One quarter of your blood supply passes through your kidneys every minute. It enters your kidney and is distributed to minute filtration units known as nephrons. Each of your kidneys contains more than one million nephrons. The main substances your nephrons filter out of your blood are:

  • Water
  • Nitrogen-containing compounds like urea that are produced when your body breaks down proteins
  • Salts
  • Acids
  • Alkalis

Your nephrons filter these substances out of your blood and then reabsorb some of them back into your blood. This keeps your blood composition constant. Excess water and waste products are then secreted as urine. Your kidneys vary the amount of a substance that is reabsorbed into the blood or secreted as urine. This determines the volume and composition of your urine. For example, when you drink a lot of water, your kidneys produce a lot of urine to stop the water levels in your body getting too high. But, if you don't drink much, your kidneys only produce a small amount of concentrated urine, keeping as much water as possible in your body.

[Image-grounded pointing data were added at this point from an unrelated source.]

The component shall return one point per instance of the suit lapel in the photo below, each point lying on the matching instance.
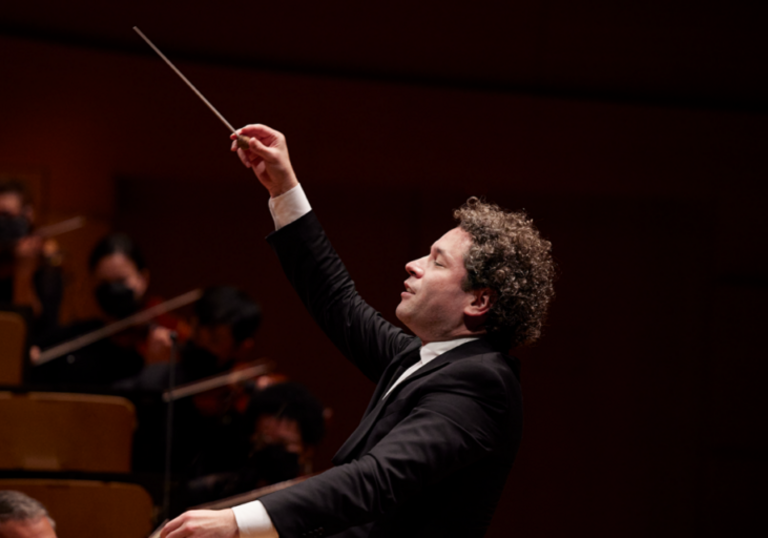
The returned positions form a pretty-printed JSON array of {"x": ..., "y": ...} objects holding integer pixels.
[{"x": 393, "y": 372}]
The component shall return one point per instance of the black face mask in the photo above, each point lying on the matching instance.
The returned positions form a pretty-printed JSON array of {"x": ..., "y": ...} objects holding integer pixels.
[
  {"x": 12, "y": 228},
  {"x": 116, "y": 299},
  {"x": 273, "y": 463}
]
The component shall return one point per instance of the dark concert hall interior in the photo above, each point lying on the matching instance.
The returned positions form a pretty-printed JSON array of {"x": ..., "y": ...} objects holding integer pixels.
[{"x": 634, "y": 134}]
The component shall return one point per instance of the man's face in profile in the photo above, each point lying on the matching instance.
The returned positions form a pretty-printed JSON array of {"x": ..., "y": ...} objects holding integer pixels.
[
  {"x": 27, "y": 528},
  {"x": 433, "y": 302}
]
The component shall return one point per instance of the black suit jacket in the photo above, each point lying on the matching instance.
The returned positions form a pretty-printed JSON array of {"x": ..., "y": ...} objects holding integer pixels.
[{"x": 431, "y": 458}]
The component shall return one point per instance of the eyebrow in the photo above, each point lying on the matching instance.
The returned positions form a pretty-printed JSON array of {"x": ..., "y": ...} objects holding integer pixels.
[{"x": 441, "y": 252}]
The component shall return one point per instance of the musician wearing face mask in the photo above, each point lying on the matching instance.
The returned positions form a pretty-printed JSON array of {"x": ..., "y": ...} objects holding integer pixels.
[
  {"x": 283, "y": 425},
  {"x": 120, "y": 279},
  {"x": 30, "y": 272}
]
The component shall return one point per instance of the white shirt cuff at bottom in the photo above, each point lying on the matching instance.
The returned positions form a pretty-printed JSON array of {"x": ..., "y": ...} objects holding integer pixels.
[
  {"x": 289, "y": 206},
  {"x": 253, "y": 521}
]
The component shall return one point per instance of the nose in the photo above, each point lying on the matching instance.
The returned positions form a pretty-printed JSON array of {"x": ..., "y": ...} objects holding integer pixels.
[{"x": 415, "y": 268}]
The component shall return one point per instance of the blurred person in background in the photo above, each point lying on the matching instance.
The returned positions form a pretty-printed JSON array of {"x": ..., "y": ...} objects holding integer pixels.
[
  {"x": 223, "y": 328},
  {"x": 30, "y": 266},
  {"x": 278, "y": 435},
  {"x": 22, "y": 516},
  {"x": 120, "y": 279}
]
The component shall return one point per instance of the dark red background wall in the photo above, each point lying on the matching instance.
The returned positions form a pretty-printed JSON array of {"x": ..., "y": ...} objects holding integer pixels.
[{"x": 645, "y": 407}]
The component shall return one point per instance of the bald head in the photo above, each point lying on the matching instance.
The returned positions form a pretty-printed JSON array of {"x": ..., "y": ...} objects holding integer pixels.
[{"x": 22, "y": 516}]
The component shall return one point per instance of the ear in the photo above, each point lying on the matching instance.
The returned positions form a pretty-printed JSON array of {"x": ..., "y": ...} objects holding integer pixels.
[{"x": 482, "y": 301}]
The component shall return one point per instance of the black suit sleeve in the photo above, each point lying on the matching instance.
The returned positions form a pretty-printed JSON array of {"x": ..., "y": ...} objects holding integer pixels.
[
  {"x": 326, "y": 289},
  {"x": 460, "y": 419}
]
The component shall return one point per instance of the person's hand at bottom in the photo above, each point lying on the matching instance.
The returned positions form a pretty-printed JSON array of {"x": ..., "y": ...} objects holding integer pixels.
[{"x": 202, "y": 524}]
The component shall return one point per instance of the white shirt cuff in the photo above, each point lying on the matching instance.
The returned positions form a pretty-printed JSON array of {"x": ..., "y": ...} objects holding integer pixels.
[
  {"x": 289, "y": 206},
  {"x": 253, "y": 521}
]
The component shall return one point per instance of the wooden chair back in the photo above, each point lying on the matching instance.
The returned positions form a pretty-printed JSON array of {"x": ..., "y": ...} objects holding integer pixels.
[
  {"x": 90, "y": 509},
  {"x": 42, "y": 431}
]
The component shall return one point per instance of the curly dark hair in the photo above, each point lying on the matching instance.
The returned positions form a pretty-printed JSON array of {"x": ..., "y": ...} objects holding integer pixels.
[{"x": 509, "y": 256}]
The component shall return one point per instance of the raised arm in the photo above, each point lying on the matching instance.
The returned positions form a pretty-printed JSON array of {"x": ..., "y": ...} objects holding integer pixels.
[{"x": 311, "y": 264}]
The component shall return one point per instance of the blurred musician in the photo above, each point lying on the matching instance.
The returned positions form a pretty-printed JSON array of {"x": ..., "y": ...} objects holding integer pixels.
[
  {"x": 120, "y": 280},
  {"x": 30, "y": 272},
  {"x": 283, "y": 425},
  {"x": 222, "y": 333},
  {"x": 224, "y": 325}
]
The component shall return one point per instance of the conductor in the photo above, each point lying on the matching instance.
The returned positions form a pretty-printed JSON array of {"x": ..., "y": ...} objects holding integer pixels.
[{"x": 434, "y": 448}]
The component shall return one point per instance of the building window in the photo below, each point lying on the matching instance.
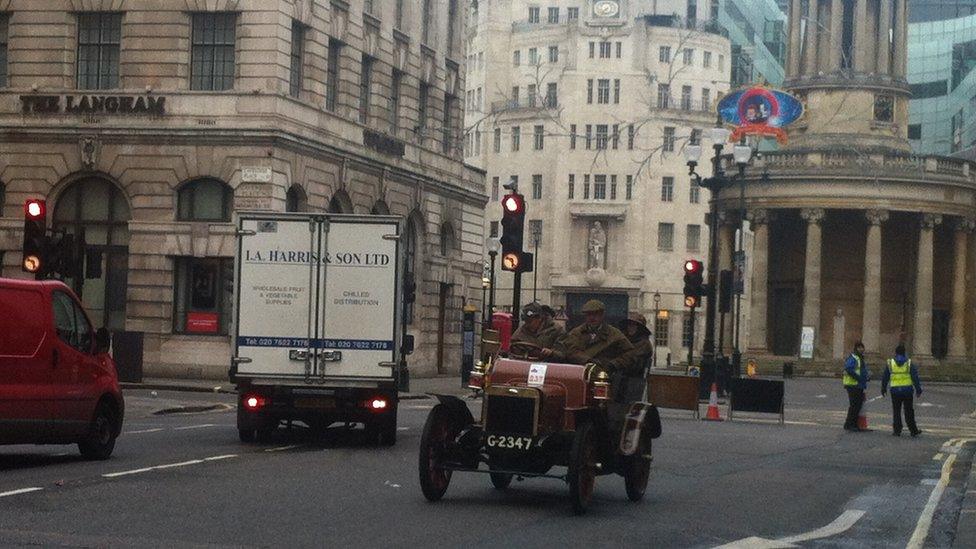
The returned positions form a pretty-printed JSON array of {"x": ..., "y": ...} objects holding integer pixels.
[
  {"x": 667, "y": 189},
  {"x": 332, "y": 75},
  {"x": 668, "y": 145},
  {"x": 535, "y": 230},
  {"x": 661, "y": 331},
  {"x": 663, "y": 96},
  {"x": 423, "y": 102},
  {"x": 552, "y": 97},
  {"x": 99, "y": 36},
  {"x": 204, "y": 200},
  {"x": 365, "y": 88},
  {"x": 603, "y": 91},
  {"x": 599, "y": 187},
  {"x": 4, "y": 34},
  {"x": 686, "y": 330},
  {"x": 664, "y": 54},
  {"x": 602, "y": 136},
  {"x": 212, "y": 55},
  {"x": 297, "y": 59},
  {"x": 884, "y": 106},
  {"x": 665, "y": 236},
  {"x": 693, "y": 240},
  {"x": 396, "y": 84},
  {"x": 204, "y": 294}
]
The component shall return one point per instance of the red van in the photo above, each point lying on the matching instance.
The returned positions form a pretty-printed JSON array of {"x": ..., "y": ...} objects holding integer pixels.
[{"x": 58, "y": 384}]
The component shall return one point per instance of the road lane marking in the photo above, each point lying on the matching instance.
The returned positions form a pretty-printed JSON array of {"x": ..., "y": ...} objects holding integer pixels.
[
  {"x": 194, "y": 427},
  {"x": 925, "y": 519},
  {"x": 20, "y": 491},
  {"x": 167, "y": 466},
  {"x": 839, "y": 525}
]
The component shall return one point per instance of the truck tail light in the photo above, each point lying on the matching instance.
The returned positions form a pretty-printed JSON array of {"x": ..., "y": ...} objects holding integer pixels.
[{"x": 253, "y": 403}]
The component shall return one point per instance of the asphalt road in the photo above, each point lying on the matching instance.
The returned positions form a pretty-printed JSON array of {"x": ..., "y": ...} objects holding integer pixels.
[{"x": 185, "y": 480}]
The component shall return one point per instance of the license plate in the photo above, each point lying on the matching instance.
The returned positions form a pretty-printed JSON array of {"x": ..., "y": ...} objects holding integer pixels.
[
  {"x": 509, "y": 442},
  {"x": 315, "y": 403}
]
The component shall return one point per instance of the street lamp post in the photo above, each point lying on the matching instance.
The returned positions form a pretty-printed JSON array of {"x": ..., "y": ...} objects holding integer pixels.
[{"x": 742, "y": 155}]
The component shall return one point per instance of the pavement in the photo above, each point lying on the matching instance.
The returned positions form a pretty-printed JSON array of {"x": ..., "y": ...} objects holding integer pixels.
[{"x": 183, "y": 479}]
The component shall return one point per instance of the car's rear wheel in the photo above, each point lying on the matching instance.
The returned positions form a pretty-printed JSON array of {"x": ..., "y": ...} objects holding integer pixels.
[
  {"x": 440, "y": 430},
  {"x": 582, "y": 468},
  {"x": 100, "y": 440}
]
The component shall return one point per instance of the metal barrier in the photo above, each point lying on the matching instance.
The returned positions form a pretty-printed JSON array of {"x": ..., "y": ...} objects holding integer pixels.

In 24 hours, your kidneys filter around 150 litres of blood and produce roughly 1.5 litres of urine.

Regulating blood pressure

When your kidneys detect that your blood pressure is dropping, they secrete an enzyme called renin. This enzyme triggers a chain of events that makes your kidneys reabsorb more salt and water, leading to an increase in blood pressure.

When kidneys go wrong

People can live healthily with one functioning kidney. However, when about 90% of kidney function has been lost, a person can only survive by having dialysis. Dialysis works by using a machine that replicates the blood-cleaning function of healthy kidneys. In the most extreme cases of kidney failure, survival depends on the person receiving a donor organ.